She wasn't, really. Raping her would be, legally speaking, stealing from Endris — what kind of Darth lets people get away with stealing from them with no consequences? If Endris found out about it, she'd have to do something, to prove such violations of her domain would not be tolerated; she had once been an Inquisitor, so she would find out. And besides, it wasn't an assumption in any case. She'd been somewhat surprised, when she'd gotten herself sold to the Academy, to find Endris was a shockingly considerate master. Veli wouldn't say she was kind, not exactly — she wasn't certain Sith Lords were familiar with the concept — but she wasn't cruel to her slaves. She made sure they were fed, she made sure their illnesses or injuries were properly attended to, she made sure they were not too brutally treated by the Academy's students. She made sure they were as comfortable as slaves anywhere in the Empire could possibly be. Veli had no idea why Endris went to such effort, but it was quite clear she put more value on her slaves than most people did. If these men thought Endris would just ignore them having their way with her, they were blind fucking fools.

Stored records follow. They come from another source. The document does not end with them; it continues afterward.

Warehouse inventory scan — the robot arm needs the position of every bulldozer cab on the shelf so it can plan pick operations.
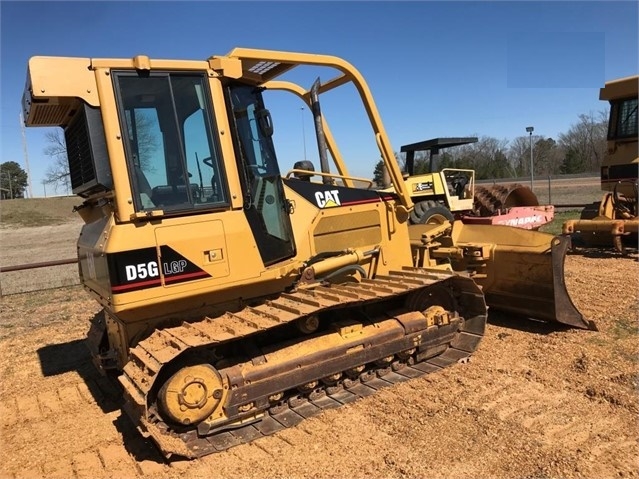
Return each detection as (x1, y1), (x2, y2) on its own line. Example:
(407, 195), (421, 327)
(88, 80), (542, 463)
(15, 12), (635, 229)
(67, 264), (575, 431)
(23, 49), (412, 321)
(400, 137), (477, 223)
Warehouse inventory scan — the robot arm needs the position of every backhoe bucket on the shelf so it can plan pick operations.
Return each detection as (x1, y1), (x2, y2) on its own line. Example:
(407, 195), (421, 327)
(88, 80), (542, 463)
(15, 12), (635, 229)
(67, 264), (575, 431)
(442, 221), (597, 330)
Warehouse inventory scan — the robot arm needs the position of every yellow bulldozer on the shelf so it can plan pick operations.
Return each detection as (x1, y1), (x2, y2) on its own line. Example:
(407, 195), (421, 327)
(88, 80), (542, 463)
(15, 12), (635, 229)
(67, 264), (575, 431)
(396, 136), (555, 229)
(563, 76), (639, 251)
(23, 48), (594, 458)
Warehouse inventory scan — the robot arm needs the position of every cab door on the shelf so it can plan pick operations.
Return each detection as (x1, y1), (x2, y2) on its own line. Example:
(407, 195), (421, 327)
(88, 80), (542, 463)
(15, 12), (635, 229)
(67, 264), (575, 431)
(227, 84), (295, 266)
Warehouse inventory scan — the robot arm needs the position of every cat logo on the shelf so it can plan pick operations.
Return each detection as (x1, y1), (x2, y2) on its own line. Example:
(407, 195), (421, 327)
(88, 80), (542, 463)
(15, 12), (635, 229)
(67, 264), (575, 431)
(315, 190), (342, 208)
(413, 181), (433, 192)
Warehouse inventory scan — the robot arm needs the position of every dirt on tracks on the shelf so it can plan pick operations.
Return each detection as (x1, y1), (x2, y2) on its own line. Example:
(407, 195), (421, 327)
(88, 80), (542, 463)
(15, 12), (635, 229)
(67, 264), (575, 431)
(0, 252), (639, 478)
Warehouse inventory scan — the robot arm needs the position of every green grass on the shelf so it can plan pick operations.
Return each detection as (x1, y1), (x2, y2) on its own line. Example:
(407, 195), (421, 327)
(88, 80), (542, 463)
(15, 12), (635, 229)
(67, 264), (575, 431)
(0, 196), (81, 227)
(539, 211), (581, 235)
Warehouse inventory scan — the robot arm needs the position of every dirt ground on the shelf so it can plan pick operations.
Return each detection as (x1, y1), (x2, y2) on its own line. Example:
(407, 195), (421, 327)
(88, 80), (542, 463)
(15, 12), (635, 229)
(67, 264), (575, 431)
(0, 218), (639, 478)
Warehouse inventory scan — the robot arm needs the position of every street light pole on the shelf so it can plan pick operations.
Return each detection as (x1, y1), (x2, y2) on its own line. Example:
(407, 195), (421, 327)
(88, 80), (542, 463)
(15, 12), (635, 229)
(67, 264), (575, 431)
(526, 126), (535, 191)
(7, 173), (13, 199)
(300, 107), (306, 161)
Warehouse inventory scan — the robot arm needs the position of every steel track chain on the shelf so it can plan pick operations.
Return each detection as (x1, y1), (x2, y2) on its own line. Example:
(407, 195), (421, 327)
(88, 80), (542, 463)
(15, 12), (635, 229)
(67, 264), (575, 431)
(119, 268), (485, 457)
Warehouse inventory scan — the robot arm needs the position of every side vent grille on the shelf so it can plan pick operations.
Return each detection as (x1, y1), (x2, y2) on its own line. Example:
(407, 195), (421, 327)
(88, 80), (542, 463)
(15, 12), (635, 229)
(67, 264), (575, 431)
(64, 104), (113, 197)
(64, 112), (95, 193)
(31, 104), (72, 126)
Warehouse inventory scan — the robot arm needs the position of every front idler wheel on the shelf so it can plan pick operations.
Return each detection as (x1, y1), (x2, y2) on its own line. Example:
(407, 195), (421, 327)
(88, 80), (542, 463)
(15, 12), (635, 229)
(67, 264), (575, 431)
(158, 364), (227, 426)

Also? Rancors didn't have toenails, they had huge bloody claws. For some reason, that extra bit of idiocy just annoyed her. They were on Dathomir, for fuck's sake, they should know that.

She forced her rage down one more time, teeth gritting and fists clenched on the table. "Are you quite certain you want to do this?"

She didn't wait long enough for a response. She didn't need to — it was written all over their faces.

Fuck. This was going to be messy. She somehow doubted she could make it all the way to Endris's apartments without using the Force.

But she had to try. She took a last breath, tension radiating out from her shoulders and across her limbs. She turned into Kalten and dipped, her head slipping under his armpit, then pushed off the bench with both hands, and one of the legs of the table with both feet. Kalten's arm had lost purchase with her turn, she'd slipped away from his other hand, and her push brought her face-first toward the ground. It was easy enough to tuck her head in, bring her hands up, take her momentum into a roll over and down her back. A quick push through the Force against the ground, hopefully light enough for no one to feel it, and she was on her feet. Barely a second having passed, she set off running toward where Endris should be, the men behind her only now jumping to their feet and—

Veli saw it coming before it arrived, descending as invisible fingers of power and will, and — they can't know, please, baby, keep it a secret — she barely stopped herself from neutralizing it. The sudden jerk dragging a yelp out of Veli's throat, she was plucked off her feet, whipped backward through the air. The top of her hips came hard against the table, flipping her back to slam against the surface, hard enough it should have hurt, but she couldn't feel it, her head was too full—

Power was power; energy was energy. It was in everything, the great tapestry that contained all of existence, variations on a single theme, different expressions of a single form—

Mom's voice ringing in her ears, she was being hurt and there was nothing she could do about it, and she hated this place, she hated them all

After, her mother bruised and sluggish, a cauterized cut across her forehead, airing out the smoke in the former closet, putting out the tiny little fires, holding Veli and stroking her hair, just an inch from crying, she could feel it, "No one can know, Veli," she'd said, she'd said over and over, "They can't know what you can do. The Sith don't accept slaves, Veli, they'll just kill us. Please, please, baby, be careful, keep it secret, please—"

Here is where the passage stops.